Sauzier J in approving that practice in the case of Kate v R (1973) SLR 228 at 233 stated –


"Although defence lawyers have no right in law to be given access to or a sight of the record or to be given a copy thereof, every effort should be made by the courts and by court officials to allow defence lawyers to have reasonable access to and make notes from the record of a case in which they are engaged."


That option is still open to the defence, since counsel for the defence submitted that the intention to apply directly to the Constitutional Court was purely motivated by the desire to expedite proceedings.

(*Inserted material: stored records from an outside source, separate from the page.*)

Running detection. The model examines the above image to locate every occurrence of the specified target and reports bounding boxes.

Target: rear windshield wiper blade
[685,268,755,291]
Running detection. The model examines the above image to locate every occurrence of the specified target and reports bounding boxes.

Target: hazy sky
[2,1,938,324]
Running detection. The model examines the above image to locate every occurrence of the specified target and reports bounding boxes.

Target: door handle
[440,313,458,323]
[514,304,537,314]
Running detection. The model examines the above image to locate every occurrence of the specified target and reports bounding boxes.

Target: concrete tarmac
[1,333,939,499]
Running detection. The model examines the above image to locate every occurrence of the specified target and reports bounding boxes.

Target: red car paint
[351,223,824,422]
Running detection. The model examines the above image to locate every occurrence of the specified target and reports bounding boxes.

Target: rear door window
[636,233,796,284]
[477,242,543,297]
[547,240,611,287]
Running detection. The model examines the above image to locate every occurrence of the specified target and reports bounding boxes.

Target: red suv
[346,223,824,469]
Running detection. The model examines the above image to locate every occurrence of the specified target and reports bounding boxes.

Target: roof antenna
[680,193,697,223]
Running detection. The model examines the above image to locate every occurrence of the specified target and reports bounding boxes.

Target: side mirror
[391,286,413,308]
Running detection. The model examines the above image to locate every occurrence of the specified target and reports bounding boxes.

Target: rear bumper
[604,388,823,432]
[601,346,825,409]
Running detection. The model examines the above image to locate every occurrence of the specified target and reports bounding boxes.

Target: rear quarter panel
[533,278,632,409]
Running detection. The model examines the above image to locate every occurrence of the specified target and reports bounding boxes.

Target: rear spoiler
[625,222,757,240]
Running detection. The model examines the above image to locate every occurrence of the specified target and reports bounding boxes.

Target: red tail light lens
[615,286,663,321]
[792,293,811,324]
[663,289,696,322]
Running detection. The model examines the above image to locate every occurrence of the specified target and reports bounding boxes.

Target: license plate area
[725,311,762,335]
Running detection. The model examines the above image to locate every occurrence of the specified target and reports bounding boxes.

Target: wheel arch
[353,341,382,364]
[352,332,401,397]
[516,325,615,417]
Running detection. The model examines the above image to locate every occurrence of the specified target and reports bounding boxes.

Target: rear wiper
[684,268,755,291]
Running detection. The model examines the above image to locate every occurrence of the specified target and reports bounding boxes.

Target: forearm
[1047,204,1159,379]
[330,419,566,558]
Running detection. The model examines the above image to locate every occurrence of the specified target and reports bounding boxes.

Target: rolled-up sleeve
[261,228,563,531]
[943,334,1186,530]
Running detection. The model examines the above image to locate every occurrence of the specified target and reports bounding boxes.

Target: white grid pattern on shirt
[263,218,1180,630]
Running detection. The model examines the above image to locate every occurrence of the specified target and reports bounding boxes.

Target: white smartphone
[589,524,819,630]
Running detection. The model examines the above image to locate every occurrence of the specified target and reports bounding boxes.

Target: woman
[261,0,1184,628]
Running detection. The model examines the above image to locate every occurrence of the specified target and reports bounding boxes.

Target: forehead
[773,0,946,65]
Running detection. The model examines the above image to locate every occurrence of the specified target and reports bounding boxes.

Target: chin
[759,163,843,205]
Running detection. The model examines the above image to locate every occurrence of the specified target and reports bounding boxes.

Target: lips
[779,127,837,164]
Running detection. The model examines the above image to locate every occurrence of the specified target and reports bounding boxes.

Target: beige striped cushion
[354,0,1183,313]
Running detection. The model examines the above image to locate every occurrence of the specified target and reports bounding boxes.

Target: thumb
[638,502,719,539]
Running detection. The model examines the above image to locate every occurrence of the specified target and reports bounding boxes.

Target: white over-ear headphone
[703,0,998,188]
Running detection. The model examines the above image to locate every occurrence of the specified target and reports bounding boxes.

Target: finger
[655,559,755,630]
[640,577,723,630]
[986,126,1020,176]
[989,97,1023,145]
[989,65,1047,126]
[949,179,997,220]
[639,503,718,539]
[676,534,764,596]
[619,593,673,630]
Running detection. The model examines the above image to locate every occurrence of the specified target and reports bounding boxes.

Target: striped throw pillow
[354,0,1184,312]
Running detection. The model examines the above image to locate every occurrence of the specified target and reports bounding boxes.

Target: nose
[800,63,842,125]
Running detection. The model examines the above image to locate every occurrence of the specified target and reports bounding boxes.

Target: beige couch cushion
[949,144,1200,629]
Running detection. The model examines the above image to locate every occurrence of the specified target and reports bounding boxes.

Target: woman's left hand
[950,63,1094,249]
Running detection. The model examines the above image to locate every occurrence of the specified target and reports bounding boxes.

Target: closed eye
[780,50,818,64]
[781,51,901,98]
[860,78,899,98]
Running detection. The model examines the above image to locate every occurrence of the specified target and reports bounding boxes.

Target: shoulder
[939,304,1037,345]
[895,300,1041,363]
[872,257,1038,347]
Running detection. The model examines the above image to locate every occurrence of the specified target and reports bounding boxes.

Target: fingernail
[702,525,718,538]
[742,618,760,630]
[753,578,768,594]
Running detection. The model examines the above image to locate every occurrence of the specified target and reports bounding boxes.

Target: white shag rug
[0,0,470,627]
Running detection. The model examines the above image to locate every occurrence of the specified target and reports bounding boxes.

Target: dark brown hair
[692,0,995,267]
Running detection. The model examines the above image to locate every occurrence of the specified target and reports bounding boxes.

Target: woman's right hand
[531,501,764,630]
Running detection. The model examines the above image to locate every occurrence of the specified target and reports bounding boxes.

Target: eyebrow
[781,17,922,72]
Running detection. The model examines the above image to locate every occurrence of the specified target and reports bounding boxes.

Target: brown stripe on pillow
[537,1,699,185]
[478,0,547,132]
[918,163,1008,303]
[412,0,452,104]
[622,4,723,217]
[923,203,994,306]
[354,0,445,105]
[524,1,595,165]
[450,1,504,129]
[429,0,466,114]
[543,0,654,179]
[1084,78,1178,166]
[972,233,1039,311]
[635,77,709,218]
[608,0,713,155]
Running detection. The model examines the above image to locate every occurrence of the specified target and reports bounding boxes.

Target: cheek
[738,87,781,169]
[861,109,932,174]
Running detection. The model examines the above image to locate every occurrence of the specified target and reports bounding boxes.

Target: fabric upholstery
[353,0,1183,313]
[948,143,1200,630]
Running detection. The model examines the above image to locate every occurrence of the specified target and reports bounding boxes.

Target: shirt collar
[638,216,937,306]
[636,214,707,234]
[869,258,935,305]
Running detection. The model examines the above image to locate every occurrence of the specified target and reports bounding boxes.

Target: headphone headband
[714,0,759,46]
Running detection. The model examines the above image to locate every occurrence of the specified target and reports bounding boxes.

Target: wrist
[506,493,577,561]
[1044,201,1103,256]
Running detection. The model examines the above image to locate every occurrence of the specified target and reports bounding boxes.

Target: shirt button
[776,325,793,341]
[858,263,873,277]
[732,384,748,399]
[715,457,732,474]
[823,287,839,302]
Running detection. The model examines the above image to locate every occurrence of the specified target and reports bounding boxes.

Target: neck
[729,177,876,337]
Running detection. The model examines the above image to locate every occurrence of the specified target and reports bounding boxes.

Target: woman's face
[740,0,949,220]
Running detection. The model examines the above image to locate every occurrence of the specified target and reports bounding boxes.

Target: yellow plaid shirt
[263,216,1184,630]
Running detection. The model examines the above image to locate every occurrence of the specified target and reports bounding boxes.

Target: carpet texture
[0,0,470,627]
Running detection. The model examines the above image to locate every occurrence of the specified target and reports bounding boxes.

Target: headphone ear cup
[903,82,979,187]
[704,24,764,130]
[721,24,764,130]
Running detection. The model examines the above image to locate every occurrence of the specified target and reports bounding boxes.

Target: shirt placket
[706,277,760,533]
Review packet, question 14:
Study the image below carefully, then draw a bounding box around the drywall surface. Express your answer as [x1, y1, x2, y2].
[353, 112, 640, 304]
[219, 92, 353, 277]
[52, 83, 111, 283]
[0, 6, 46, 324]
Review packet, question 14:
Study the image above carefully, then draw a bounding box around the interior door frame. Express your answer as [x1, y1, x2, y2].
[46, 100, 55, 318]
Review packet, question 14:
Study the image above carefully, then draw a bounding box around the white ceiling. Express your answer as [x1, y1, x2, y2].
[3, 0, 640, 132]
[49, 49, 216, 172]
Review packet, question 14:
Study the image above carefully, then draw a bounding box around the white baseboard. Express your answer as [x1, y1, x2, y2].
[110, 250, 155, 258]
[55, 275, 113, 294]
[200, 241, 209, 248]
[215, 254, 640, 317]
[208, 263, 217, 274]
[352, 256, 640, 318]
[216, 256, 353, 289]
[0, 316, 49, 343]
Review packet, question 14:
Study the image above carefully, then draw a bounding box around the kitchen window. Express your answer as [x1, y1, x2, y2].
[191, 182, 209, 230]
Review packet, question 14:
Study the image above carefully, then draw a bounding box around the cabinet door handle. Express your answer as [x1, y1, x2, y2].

On a consideration of the circumstances created by the application to amend the charges, this Court cannot compel the accused to plead to the amended charges as it has been submitted that it contains major changes and that the decision to object would depend on the availability of the information sought from the prosecution. I am conscious that the right to a fair hearing also involves the hearing of the case within a reasonable time. The court cannot be a party to a delay. Hence with this view in mind and on the basis of the submission of the counsel for the prosecution that although the motion was being resisted on merits, the Republic had no objections to this Court considering the matters that have arisen as constitutional questions under Article 46(7), although the defence has not expressly sought such a course, I make a reference to the Constitutional Court in terms of article 46(7). In terms of rule 10(1) of the Constitutional Rules 1994, I state the following questions for determination by the Constitutional Court.


  1. Does article 19(2)(c) of the Constitution in particular, and the right to a fair hearing as contained in Article 19 in general, oblige the prosecution to furnish a list of witnesses, their statements and the prosecution docket to an accused person in a summary trial before the Supreme Court under the provisions of the Criminal Procedure Code?


  1. If an accused person is not entitled to the documents set out in question 1 above under procedural law, does a failure to furnish them by the prosecution amount to a contravention or a likely contravention of articles 19 and 28 of the Constitution?


The defence is, however, entitled to decide whether to peruse the record and take notes, as indicated above, or to canvass the referral before the Constitutional Court in view of the submissions made by counsel for the defence as regards the effect of a delay of the trial on the accused in this case whose practice as a lawyer has been suspended.


The registrar shall forthwith list this referral for mention before the Constitutional Court with notice to the prosecution and the defence. The bail of the accused is extended on the same conditions.


ADDENDUM


Since writing the above ruling the defence has filed a motion dated 3 September 1998 supported by an affidavit of Mrs Georges, attorney for the accused, moving for an order of this Court ordering the prosecution to produced to the defence (1) a list of prosecution witnesses; (2) statements of those witnesses; and (3) any material in the prosecution docket having any bearing on this case, whether to be used by the prosecution or not, “in the event the motion dated 1st September 1998 heard yesterday is not granted.” In view of the ruling made today, this motion does not arise for consideration.